想到这,凌阳也有些乏了,珠云见此,放下珠帘,便退下。
睡梦中,凌阳不知为何梦到刚才在花园中的场景,穆清站在花丛中
朝她笑道:“我心如磐石,不移。”
江暗雨欲来
平西侯府内,烛光忽明忽暗。
“舅舅,这可怎么办。穆清会不会知道当年……”太子在平西侯面前转来转去。
平西侯一边转着手上的珠串,一边暗自盘算:“坐下,堂堂一国太子,成何体统!”平西侯不由有些上火,他这不成器的外甥,只会点宫闱之斗,人又自负,恐难成大事。
“先探探他的虚实,以我对他的了解,应是不知的。”平西侯回忆着今天穆清的一举一动,
又说:“你是一国太子,将来要坐上那至高宝座,没必要跟他过不去。他现在什么都没有,不过皇帝似乎很在意他……不好动他,毕竟是定北侯的儿子,能留就留着吧……”
他深吸一口气:“到底,我欠这孩子,也算补偿他……尽量留着吧。”
看看太子不忿的脸,他继续道:“你是储君……对于贤能之士,要会为自己所用。穆清这孩子,是个不可多得的人才,能为你所用,自是最好。况且等到你当了皇帝……他的一切,还不是你掌控。”
平西侯撇了一眼太子身上的蟒袍:“你和三皇子僵持已久,也该破局了。借着这机会,正好。”
太子终是舒开眉头:“多谢舅舅提点,那……我去试探一二。”
平西侯站起身拍拍他的肩,没再说什么。
……
清明过后,春风带了几丝雨后的料峭,微微拂过,倒也清爽。凌阳坐在府中的凉亭里,身子微微斜着,珠云在一旁给她递一块奶糕。
凌阳这日子按理说是很清闲的,前提是如果没有丫鬟来通报称太子来访。
凌阳坐直身子,这太子的母亲珍贵妃,一直念着皇后之位。可惜了,盼了这么多年,自凌阳母后去世,皇上再没有立后的打算。珍贵妃为此一直耿耿于怀,连带着太子与凌阳也没怎么亲近。

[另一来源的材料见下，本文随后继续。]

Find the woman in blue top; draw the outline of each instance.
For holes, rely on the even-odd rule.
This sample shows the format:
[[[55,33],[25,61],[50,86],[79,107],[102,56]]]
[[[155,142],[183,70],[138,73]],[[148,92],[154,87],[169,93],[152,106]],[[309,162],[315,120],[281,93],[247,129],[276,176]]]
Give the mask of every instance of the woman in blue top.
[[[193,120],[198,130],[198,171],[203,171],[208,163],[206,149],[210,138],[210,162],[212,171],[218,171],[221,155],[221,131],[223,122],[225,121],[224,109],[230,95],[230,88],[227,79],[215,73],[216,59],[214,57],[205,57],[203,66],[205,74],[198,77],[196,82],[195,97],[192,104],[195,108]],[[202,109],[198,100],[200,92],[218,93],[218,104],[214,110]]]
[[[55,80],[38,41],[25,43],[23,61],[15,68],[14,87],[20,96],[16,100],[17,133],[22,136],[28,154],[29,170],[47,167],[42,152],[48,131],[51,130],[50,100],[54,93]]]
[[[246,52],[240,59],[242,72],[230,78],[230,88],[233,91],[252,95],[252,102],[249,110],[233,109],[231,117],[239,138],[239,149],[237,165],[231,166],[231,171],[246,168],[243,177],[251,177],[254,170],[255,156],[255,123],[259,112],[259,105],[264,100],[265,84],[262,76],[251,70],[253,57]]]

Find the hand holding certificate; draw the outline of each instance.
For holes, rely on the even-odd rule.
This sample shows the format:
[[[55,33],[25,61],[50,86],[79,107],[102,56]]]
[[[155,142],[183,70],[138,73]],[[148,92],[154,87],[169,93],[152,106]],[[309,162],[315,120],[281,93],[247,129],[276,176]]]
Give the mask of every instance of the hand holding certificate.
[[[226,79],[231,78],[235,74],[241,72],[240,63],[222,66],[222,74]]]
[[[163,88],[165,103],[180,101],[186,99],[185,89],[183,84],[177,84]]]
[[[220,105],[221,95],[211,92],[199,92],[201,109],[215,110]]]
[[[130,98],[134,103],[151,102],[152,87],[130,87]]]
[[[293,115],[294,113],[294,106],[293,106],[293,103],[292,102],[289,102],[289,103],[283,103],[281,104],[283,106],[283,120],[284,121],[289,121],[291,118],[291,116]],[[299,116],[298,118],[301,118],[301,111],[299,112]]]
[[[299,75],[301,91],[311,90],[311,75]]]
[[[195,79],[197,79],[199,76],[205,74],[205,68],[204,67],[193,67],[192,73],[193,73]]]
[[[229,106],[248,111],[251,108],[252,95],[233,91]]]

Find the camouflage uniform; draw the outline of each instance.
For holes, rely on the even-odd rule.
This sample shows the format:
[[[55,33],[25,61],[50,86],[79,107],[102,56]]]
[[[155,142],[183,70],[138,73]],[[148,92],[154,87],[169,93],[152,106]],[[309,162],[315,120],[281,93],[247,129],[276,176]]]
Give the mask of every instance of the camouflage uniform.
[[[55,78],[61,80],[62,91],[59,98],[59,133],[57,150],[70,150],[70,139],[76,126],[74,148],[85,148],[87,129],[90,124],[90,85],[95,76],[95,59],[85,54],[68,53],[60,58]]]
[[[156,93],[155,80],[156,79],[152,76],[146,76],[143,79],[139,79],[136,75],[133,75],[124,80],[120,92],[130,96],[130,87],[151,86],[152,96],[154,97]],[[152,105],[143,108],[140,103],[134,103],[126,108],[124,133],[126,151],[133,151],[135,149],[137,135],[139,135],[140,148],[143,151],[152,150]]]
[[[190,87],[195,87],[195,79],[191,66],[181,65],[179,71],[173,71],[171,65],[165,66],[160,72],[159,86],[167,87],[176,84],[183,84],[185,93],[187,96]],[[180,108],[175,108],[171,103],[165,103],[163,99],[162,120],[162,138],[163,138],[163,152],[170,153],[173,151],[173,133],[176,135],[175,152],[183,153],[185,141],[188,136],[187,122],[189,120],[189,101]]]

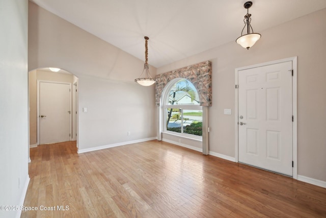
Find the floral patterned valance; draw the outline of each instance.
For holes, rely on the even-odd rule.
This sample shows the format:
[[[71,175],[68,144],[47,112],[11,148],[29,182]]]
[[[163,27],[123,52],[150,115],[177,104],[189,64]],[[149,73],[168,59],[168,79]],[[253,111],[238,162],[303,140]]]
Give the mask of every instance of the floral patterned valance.
[[[189,80],[198,92],[202,106],[212,106],[212,64],[206,61],[156,76],[155,103],[159,106],[162,91],[170,81],[175,78]]]

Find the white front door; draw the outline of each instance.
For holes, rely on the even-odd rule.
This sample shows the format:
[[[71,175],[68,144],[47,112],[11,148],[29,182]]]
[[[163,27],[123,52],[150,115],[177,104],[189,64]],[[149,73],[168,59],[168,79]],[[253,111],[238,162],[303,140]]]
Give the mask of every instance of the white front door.
[[[40,82],[40,143],[70,139],[71,85]]]
[[[238,71],[239,162],[292,176],[292,61]]]

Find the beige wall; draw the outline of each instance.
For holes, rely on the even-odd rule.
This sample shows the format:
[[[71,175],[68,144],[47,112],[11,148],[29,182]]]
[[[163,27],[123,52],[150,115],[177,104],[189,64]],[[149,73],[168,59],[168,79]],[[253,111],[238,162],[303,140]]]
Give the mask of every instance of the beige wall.
[[[59,67],[78,78],[79,150],[156,137],[154,86],[133,81],[143,60],[31,2],[29,13],[29,70]]]
[[[235,157],[234,70],[297,56],[298,174],[326,181],[326,9],[261,33],[247,50],[229,43],[159,68],[168,72],[206,60],[212,63],[212,106],[209,108],[209,150]],[[234,39],[238,36],[235,36]]]
[[[37,143],[37,81],[62,82],[73,83],[72,74],[50,72],[37,69],[29,73],[29,93],[30,99],[30,145]]]
[[[0,3],[0,205],[22,205],[28,175],[28,1]],[[20,210],[0,210],[1,217]]]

今日太子来……凌阳眼珠一转,咽下口中的奶糕。嗯,估计是为了穆清。太子的舅舅平西侯与凌阳和穆清小时倒是颇为亲近。小时候,皇上威严不喜说笑,皇后去的早,而穆清的父母更是早逝。平西侯为人慈爱,和小辈们相处的来。
想必太子前来,也是因着平西侯这一层关系。
穆清如今倒是块“香饽饽”,唔……一直都是。凌阳心思一边转着,一边去前厅。
看来又得虚与委蛇一番了。
自慕清回来,这一天天便不得清净。
……
前厅
“参见太子殿下。”凌阳规规矩矩地行了个礼。虽说不在意这些,也不愿巴结他。但表面功夫,该做还得做。这点凌阳深谙其道。
太子今日还是一如既往的珠光宝气,浑身上下散发着财大气粗的感觉。
头上蛟龙玉冠上嵌满宝石,恐怕再多一颗都塞不下了;身上的袍子,各类金线装饰,不知熬坏了多少工匠的眼。